Bullion prices were nursing a sharp drop from record highs over the past week, as a potential conflict between Iran and Israel did not escalate as markets were fearing. This largely dented safe haven demand for the yellow metal.
Waning safe haven demand left gold vulnerable to headwinds from U.S. rates, given that higher-for-longer rates push up the opportunity cost of investing in bullion.
Spot gold fell 0.1% to $2,313.62 an ounce, while gold futures expiring in June fell 0.6% to $2,325.05 an ounce by 00:26 ET (04:26 GMT).
Strength in the dollar- which remained close to recent five-month peaks, also pressured metal prices.
Gold eyes $2,300 support, more rate cues awaited
Spot prices were now close to breaking below the $2,300 an ounce support level, which could herald more near-term losses for the yellow metal.
But gold’s next leg of movement is expected to be driven largely by more upcoming cues on the U.S. economy and interest rates.
First-quarter U.S. gross domestic product data due later on Thursday is expected to show whether the world’s largest economy remained resilient in the beginning of 2024.
PCE price index data- which is the Federal Reserve’s preferred inflation gauge- is likely to have a bigger impact on gold, given that it ties directly into the central bank’s outlook on interest rates.
Hotter-than-expected U.S. inflation readings and hawkish Fed signals saw traders largely price out expectations for a June rate cut- a scenario that presents more near-term pressure for gold prices.
Other precious metals also retreated on Thursday after tumbling from recent peaks over the past week. Platinum futures fell 0.3% to $910.30 an ounce, while silver futures fell 1% to $27.078 an ounce.
Copper prices cool further from 2-year highs
Among industrial metals, copper prices fell further from recent two-year highs as weak economic readings and fears of high interest rates somewhat offset optimism over tighter markets.
Three-month copper futures on the London Metal Exchange fell 0.2% to $9,773.0 a ton, while one-month copper futures fell 0.1% to $4.4510 a pound.

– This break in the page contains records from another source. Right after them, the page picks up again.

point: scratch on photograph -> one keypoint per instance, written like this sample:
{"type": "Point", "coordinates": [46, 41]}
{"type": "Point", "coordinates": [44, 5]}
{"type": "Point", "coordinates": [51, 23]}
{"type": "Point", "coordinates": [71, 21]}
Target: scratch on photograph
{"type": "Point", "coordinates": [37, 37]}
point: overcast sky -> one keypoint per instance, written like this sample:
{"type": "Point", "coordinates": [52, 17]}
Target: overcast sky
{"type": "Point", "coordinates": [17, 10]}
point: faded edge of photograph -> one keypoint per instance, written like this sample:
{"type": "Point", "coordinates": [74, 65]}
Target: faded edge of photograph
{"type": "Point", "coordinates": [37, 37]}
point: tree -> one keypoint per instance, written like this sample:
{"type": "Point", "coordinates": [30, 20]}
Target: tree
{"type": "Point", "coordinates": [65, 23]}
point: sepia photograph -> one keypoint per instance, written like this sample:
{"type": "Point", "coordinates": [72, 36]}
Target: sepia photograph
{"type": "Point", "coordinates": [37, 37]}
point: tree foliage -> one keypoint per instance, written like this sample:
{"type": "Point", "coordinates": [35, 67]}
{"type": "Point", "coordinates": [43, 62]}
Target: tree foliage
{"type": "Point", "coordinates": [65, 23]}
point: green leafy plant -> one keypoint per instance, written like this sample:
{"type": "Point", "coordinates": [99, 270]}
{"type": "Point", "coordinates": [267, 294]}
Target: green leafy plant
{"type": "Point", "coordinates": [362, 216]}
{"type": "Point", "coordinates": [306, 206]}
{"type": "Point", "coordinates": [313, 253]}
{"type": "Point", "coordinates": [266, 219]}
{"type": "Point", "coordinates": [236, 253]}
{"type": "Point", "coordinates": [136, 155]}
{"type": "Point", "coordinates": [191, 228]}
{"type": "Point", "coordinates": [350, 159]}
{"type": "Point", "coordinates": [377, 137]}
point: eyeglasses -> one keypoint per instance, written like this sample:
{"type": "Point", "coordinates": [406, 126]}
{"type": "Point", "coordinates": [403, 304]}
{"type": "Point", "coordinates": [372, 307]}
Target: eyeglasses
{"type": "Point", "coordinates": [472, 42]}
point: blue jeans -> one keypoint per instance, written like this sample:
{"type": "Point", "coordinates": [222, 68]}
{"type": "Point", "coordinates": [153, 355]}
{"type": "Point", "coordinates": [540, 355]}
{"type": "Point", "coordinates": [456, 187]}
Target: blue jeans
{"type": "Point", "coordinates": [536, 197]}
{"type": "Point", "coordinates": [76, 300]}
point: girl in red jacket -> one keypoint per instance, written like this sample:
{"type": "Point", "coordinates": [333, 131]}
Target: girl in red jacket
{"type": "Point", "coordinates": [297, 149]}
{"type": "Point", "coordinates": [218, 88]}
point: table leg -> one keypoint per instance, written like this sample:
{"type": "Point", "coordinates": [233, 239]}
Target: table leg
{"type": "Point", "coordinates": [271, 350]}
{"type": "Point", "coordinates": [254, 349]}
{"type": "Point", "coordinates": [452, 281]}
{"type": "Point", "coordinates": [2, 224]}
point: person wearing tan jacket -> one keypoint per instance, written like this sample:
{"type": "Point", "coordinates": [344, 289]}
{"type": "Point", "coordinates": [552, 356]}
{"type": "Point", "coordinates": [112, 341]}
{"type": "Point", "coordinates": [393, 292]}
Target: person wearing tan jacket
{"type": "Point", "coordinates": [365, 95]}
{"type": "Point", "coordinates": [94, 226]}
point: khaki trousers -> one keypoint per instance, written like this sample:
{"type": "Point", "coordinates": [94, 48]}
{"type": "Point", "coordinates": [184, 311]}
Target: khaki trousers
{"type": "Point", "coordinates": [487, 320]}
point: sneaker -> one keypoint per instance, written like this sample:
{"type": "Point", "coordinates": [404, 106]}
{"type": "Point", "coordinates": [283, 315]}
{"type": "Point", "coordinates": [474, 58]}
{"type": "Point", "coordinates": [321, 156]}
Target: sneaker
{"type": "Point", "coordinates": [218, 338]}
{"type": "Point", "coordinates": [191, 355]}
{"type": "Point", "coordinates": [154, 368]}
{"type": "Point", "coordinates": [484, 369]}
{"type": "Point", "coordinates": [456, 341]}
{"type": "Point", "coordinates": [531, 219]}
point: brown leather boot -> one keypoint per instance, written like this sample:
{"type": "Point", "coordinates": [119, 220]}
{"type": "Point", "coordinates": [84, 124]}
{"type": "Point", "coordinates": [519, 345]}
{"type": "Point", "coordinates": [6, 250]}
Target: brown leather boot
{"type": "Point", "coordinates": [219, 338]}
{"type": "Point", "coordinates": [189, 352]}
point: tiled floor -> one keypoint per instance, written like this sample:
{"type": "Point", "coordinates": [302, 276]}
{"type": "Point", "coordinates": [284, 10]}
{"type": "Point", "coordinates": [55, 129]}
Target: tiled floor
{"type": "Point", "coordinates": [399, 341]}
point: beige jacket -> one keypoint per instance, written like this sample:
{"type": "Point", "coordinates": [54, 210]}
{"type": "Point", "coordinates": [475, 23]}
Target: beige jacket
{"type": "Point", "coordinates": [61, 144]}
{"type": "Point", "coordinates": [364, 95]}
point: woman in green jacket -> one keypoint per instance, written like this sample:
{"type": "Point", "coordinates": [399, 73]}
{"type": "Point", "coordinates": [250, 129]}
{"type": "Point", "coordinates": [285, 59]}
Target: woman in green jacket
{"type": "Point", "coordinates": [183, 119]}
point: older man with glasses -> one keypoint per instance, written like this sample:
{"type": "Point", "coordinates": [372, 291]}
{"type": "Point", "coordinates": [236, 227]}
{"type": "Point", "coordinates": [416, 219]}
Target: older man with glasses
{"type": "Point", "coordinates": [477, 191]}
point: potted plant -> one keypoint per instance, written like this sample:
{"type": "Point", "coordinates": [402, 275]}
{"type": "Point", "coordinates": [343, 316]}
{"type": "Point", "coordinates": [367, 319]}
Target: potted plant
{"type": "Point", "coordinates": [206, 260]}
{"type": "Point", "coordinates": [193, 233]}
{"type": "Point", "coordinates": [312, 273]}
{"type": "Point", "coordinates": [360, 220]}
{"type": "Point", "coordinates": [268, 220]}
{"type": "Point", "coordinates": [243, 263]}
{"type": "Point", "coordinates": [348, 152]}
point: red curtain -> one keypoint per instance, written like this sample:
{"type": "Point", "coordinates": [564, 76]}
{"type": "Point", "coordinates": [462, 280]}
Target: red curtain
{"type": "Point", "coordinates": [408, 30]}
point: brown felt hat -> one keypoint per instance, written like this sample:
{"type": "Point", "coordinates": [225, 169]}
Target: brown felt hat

Both contracts were below two-year highs hit earlier in April, after stricter western sanctions on Russian metal exports pointed to tighter markets.
But this optimism was dulled by top copper producer Chile signaling that state-owned copper miner Coldeco will increase output in 2024.
Concerns over steady demand also weighed after U.S. purchasing managers index data read weaker than expected for April, with the manufacturing sector back in contraction territory.